Intelligent Ground Robots
During my undergrad at University of Central Florida, I spent four years in the Robotics Lab working on autonomous ground robots where I got hands-on experience with many robotics topics, including computer vision, machine learning, electronics, embedded systems, trouble-shooting, debugging, wxWidget GUI displays, microcontroller work, sensor integration (GPS+vision+LIDAR), scripting languages, and mechanical work.

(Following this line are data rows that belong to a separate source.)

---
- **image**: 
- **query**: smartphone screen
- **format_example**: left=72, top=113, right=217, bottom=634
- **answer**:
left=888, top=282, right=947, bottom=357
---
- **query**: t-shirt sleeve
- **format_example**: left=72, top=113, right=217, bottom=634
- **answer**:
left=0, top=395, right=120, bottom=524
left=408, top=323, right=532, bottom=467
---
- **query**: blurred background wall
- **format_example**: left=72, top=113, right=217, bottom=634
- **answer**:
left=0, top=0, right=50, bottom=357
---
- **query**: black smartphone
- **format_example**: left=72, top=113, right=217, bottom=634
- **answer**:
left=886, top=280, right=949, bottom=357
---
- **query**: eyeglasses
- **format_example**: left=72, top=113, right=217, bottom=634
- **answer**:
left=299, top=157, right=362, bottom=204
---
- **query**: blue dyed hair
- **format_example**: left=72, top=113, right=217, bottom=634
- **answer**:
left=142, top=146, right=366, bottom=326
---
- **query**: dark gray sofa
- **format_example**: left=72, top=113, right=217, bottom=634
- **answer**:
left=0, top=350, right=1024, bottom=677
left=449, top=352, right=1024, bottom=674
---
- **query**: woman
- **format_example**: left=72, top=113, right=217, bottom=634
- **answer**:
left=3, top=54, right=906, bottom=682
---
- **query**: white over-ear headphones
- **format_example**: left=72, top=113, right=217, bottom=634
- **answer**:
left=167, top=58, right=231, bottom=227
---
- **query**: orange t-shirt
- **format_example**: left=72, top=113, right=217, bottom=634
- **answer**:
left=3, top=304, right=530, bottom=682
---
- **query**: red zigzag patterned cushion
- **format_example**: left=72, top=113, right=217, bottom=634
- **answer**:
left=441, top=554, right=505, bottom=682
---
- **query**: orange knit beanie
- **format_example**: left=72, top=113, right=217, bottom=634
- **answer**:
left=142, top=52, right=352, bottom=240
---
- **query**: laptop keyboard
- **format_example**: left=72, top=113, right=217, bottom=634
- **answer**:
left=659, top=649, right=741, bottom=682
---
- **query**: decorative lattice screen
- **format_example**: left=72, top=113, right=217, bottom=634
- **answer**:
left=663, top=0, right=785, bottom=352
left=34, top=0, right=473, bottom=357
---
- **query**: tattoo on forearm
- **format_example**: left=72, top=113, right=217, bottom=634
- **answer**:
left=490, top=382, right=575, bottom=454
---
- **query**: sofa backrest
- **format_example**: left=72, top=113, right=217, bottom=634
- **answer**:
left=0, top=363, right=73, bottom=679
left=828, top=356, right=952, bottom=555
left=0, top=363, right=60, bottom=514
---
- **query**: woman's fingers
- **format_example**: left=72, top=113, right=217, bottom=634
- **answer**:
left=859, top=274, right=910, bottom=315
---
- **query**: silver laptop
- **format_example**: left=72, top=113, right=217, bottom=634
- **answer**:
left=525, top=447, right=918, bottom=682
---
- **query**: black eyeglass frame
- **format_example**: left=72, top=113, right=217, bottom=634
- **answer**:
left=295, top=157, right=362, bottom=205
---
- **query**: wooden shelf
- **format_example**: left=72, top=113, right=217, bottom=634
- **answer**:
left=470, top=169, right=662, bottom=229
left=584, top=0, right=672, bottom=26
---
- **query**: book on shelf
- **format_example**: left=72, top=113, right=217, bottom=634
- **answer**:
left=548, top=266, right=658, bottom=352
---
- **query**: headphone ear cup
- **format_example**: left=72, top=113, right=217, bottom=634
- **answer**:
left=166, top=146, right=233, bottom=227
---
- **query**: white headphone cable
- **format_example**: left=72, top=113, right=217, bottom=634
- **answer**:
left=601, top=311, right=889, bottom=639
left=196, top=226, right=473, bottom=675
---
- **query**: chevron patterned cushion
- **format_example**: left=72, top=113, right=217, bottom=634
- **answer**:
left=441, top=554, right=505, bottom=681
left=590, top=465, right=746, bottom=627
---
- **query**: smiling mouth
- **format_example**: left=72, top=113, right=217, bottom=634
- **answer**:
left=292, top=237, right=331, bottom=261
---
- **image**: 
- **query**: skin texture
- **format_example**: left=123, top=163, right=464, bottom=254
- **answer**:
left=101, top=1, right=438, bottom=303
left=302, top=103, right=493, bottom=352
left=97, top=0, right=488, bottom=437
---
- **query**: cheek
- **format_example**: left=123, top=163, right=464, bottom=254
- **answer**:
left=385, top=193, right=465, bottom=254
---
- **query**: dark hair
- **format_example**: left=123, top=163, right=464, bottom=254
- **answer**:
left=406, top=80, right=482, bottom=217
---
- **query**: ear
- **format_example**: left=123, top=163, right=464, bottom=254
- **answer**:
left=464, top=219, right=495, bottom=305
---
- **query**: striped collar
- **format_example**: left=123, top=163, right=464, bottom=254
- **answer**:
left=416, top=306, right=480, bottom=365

I worked on three robots: Black Knight, Calculon, and Gamblore that competed in the annual International Ground Vehicle Competition where several times we placed 3rd in a group of ~20 international teams. By the time I left, I was team captain of our robot and lead software developer for our 100,000 lines of C+ code library named Zebulon, about 35% of which I wrote myself. We practiced good software engineering and held ourselves to strict standards in coding conventions, documentation, and testing. In fact, years later I am still using parts of it in my projects.
Gamblore: To Ride a Robot
I demonstrate the robustness of our new custom-built Gamblore LX500 ground robot by riding it, cutting donuts in the parking lot, driving backwards around cones, and chasing birds at 7 am in the morning – all after staying up all night CNCing the axle and motor assembly.
Calculon: Vision System & Path Planning
This is a video feed of the GUI output of our Calculon robot. During autonomous navigation, it shows what the artificial intelligence is seeing and planning. It shows the raw camera image, the results of object recognition, the local map of obstacles (using vision + SICK laser), and also the planned path.
Calculon: Autonomous Challenge
At the International Ground Vehicle Competition (IGVC2005), Calculon took 4th place overall and 3rd place in design. This video shows our performance, speed up four times, in the autonomous challenge. The goal of the robot is to navigate the path designated by the white lines and while avoiding obstacles.
Calculon: First Vision System
This video made at 1 AM on May 22, 2005 shows my full vision system working for Calculon. It is identifying lines on the grass, construction barrels, white buckets, and potholes. On a P4 Alienware laptop, I was averaging 13 fps at 360×240. It is shocking to think how far we’ve come in computational power.